Sherrin cracks AFL's glass ceiling as first female development coach appointed
The glass ceiling took another hit today, this time with the forceful kick of a Sherrin and muddy footy boot.
Females in sport and those who support them are celebrating after former Victorian Football League (VFL) assistant coach Peta Searle landed a gig as a development coach at AFL team St Kilda – the highest rank a woman has ever reached in the league.
“I’ve been lost for words. Probably a little bit overwhelmed,” said Searle to Fairfax Media in an interview confirming her new role.
This is not the first time Peta has made AFL history, with her appointment as a VFL assistant coach at the AFL team Port Melbourne the first time this title was ever given to a woman. Yet in April this year, a lack of opportunities to progress in her football career prompted the single mother of two to leave her VFL gig – for which she was paid $5000 a year – for a more generously awarded position as a primary school teacher.

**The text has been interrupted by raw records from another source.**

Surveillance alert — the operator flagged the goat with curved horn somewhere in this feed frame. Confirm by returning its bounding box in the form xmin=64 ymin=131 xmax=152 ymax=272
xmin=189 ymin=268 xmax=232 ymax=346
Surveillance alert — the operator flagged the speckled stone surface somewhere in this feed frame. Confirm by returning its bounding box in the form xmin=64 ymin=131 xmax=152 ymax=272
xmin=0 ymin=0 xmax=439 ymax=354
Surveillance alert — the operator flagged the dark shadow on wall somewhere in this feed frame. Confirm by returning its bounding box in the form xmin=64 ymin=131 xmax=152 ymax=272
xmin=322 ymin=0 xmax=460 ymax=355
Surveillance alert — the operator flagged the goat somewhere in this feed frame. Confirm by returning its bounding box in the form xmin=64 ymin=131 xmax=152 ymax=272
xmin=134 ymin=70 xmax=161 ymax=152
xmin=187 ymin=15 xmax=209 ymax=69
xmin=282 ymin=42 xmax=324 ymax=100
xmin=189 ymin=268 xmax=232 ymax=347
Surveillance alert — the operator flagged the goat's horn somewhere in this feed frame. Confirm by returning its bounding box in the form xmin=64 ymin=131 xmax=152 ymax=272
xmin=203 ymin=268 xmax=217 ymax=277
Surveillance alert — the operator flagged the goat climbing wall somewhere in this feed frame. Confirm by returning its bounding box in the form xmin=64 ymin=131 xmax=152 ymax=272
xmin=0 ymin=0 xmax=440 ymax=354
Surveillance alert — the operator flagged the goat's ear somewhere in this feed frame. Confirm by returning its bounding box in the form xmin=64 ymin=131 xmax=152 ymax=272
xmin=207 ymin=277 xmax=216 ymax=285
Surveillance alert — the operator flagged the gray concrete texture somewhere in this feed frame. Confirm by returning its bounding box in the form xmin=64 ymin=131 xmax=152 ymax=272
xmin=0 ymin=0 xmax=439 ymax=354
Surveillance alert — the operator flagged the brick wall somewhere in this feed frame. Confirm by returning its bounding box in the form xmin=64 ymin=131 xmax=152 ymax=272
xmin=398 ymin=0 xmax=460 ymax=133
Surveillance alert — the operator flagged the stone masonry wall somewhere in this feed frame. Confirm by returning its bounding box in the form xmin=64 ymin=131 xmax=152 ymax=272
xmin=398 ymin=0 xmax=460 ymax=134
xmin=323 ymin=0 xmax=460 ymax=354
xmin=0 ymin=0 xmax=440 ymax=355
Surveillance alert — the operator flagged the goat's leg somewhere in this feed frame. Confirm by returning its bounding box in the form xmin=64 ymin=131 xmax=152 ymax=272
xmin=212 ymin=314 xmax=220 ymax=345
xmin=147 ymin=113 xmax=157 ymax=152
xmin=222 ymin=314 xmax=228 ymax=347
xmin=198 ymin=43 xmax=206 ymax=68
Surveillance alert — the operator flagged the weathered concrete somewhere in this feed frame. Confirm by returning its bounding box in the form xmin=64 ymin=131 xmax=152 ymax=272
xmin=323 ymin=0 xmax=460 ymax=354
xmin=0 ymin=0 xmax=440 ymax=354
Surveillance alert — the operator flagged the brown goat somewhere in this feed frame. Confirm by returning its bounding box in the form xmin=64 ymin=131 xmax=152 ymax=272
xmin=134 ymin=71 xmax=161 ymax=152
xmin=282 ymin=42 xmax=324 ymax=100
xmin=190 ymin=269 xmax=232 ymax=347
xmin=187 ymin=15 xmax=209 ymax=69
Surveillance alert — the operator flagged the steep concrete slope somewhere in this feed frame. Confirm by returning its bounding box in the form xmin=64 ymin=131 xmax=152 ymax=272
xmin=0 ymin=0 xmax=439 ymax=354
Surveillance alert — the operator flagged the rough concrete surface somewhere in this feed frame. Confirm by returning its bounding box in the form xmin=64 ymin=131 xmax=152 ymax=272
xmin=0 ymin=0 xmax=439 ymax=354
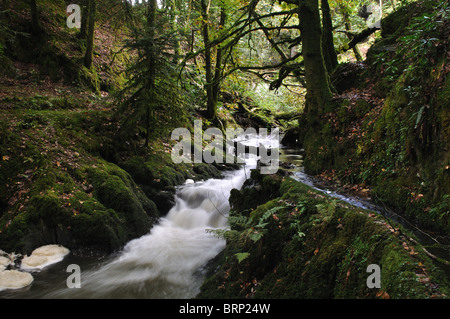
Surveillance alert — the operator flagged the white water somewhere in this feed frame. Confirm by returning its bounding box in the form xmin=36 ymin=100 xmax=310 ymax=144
xmin=43 ymin=132 xmax=282 ymax=298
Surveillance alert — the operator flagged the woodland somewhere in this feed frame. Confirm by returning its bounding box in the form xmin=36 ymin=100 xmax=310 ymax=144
xmin=0 ymin=0 xmax=450 ymax=299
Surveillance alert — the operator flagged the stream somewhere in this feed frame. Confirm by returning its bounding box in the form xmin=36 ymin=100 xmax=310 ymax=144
xmin=0 ymin=136 xmax=450 ymax=299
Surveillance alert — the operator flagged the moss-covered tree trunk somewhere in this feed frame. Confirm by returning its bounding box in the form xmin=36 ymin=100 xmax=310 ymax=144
xmin=84 ymin=0 xmax=97 ymax=69
xmin=321 ymin=0 xmax=338 ymax=73
xmin=201 ymin=0 xmax=217 ymax=120
xmin=78 ymin=0 xmax=89 ymax=40
xmin=29 ymin=0 xmax=42 ymax=35
xmin=299 ymin=0 xmax=332 ymax=127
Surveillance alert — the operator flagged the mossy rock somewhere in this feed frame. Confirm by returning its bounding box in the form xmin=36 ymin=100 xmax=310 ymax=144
xmin=197 ymin=174 xmax=449 ymax=299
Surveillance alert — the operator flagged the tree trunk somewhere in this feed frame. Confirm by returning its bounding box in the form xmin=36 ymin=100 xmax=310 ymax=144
xmin=84 ymin=0 xmax=96 ymax=69
xmin=201 ymin=0 xmax=217 ymax=120
xmin=299 ymin=0 xmax=332 ymax=127
xmin=78 ymin=0 xmax=89 ymax=40
xmin=212 ymin=9 xmax=227 ymax=117
xmin=321 ymin=0 xmax=338 ymax=73
xmin=341 ymin=6 xmax=363 ymax=61
xmin=29 ymin=0 xmax=42 ymax=35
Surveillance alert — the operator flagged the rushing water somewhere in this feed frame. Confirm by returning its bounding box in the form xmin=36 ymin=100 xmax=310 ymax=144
xmin=0 ymin=136 xmax=448 ymax=299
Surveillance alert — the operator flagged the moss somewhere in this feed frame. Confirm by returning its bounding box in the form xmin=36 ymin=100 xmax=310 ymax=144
xmin=198 ymin=177 xmax=449 ymax=299
xmin=86 ymin=163 xmax=159 ymax=238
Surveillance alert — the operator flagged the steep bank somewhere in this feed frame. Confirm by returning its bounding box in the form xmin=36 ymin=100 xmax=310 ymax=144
xmin=197 ymin=171 xmax=449 ymax=299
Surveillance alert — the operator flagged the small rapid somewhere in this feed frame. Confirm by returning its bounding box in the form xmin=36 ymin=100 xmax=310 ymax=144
xmin=25 ymin=131 xmax=278 ymax=299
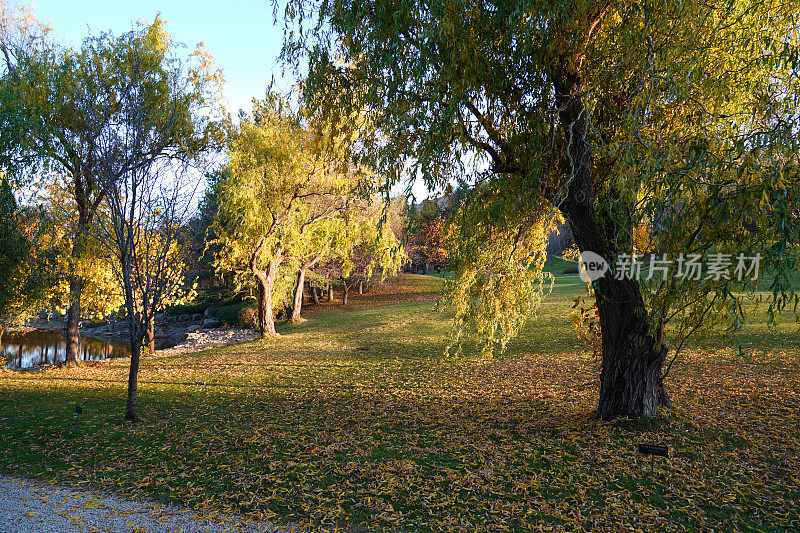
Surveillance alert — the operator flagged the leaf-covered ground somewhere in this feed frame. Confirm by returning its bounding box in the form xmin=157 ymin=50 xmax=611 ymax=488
xmin=0 ymin=277 xmax=800 ymax=531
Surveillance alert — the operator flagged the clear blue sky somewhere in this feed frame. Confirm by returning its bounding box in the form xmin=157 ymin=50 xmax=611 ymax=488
xmin=28 ymin=0 xmax=428 ymax=200
xmin=36 ymin=0 xmax=293 ymax=116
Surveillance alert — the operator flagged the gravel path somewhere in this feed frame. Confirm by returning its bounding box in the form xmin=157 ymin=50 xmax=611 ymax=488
xmin=0 ymin=476 xmax=293 ymax=533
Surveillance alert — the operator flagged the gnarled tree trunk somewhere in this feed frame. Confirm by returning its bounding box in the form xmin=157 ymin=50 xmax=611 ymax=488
xmin=255 ymin=240 xmax=283 ymax=337
xmin=554 ymin=73 xmax=670 ymax=420
xmin=311 ymin=286 xmax=319 ymax=304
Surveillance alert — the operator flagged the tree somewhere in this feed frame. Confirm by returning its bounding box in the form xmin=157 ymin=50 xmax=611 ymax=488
xmin=0 ymin=178 xmax=56 ymax=345
xmin=79 ymin=18 xmax=221 ymax=421
xmin=283 ymin=0 xmax=800 ymax=419
xmin=218 ymin=94 xmax=364 ymax=336
xmin=0 ymin=17 xmax=222 ymax=364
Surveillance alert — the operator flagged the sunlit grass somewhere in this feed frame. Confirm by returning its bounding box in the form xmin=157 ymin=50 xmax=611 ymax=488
xmin=0 ymin=276 xmax=800 ymax=531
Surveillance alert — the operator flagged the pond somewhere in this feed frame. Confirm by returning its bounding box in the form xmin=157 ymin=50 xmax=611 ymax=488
xmin=0 ymin=329 xmax=131 ymax=370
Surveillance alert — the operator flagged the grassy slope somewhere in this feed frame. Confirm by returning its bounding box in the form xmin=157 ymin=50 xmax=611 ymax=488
xmin=0 ymin=272 xmax=800 ymax=531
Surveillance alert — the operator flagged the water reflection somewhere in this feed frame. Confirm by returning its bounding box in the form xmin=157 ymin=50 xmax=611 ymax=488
xmin=0 ymin=330 xmax=130 ymax=370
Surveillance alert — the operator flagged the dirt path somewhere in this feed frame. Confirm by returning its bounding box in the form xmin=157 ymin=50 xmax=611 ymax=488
xmin=0 ymin=476 xmax=292 ymax=533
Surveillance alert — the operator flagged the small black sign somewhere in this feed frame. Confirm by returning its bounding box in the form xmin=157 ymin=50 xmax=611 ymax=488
xmin=639 ymin=444 xmax=669 ymax=457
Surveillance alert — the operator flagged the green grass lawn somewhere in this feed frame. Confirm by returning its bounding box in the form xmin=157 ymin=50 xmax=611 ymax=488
xmin=0 ymin=276 xmax=800 ymax=531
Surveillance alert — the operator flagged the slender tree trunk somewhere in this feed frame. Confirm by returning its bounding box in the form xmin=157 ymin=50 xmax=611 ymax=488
xmin=257 ymin=274 xmax=278 ymax=337
xmin=125 ymin=333 xmax=142 ymax=422
xmin=292 ymin=266 xmax=306 ymax=320
xmin=65 ymin=258 xmax=83 ymax=366
xmin=554 ymin=73 xmax=670 ymax=420
xmin=65 ymin=206 xmax=92 ymax=366
xmin=146 ymin=317 xmax=156 ymax=355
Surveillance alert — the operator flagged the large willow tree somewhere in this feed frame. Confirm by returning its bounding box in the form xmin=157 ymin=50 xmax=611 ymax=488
xmin=284 ymin=0 xmax=800 ymax=419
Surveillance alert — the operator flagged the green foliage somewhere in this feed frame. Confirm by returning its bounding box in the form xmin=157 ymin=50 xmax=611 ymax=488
xmin=283 ymin=0 xmax=800 ymax=358
xmin=0 ymin=275 xmax=800 ymax=533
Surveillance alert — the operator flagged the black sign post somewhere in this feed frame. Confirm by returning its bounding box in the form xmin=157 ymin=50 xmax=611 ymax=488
xmin=639 ymin=444 xmax=669 ymax=474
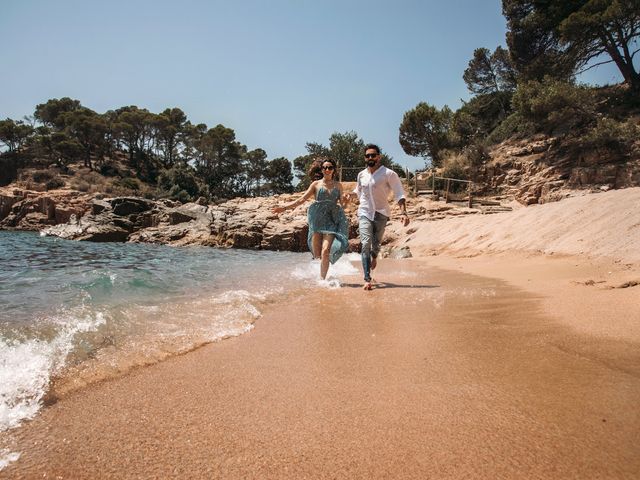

In the wake of the media attention her story attracted, Peta scored a meeting with a panel of Saints coaches and club CEO Matt Finnis. It was a final phone call from senior coach Alan Richardson, who offered her an 18 month contract as a development coach, that left her speechless.
“For this situation to have turned around – it’s happening and it’s real – I’ve gone from being grumpy Peta to you can’t wipe the smile off my face,” she said.
Peta’s admission to the small club of women in high positions at the AFL, including AFL commissioners Linda Dessau and Sam Mostyn, and Richmond president Peggy O’Neal, aligns with the vision of outgoing AFL chief Andrew Demetriou.
Demetriou said at the beginning of this season that the AFL is “miles away” from where it needs to be in regards to gender equality. “We have women on the commission, we have a woman as a club president. I look forward to the next step – a CEO at club level and more women on the AFL executive,” he said.
His comments arrived amid ongoing criticism that Australian football leagues, including the AFL and the NRL, are yet to embrace women as players, presenters, administrators and fans of a traditionally male-dominated sport.
“I can recognise the NRL’s attempts to be more inclusive of its female fans with the annual Women in League Round…but I can’t help but feel that the whole thing is a little bit, well, patronising,” wrote Danika Wilkinson for Hijacked last month.
“Why not just accept female fans as a part of the game every round? According to the NRL, 45 per cent of fans are female and five clubs have more female fans than male. This would make women a norm, not a novelty,” she wrote.
Peta will join the Saints mid-season under the club’s head of development Simon McPhee.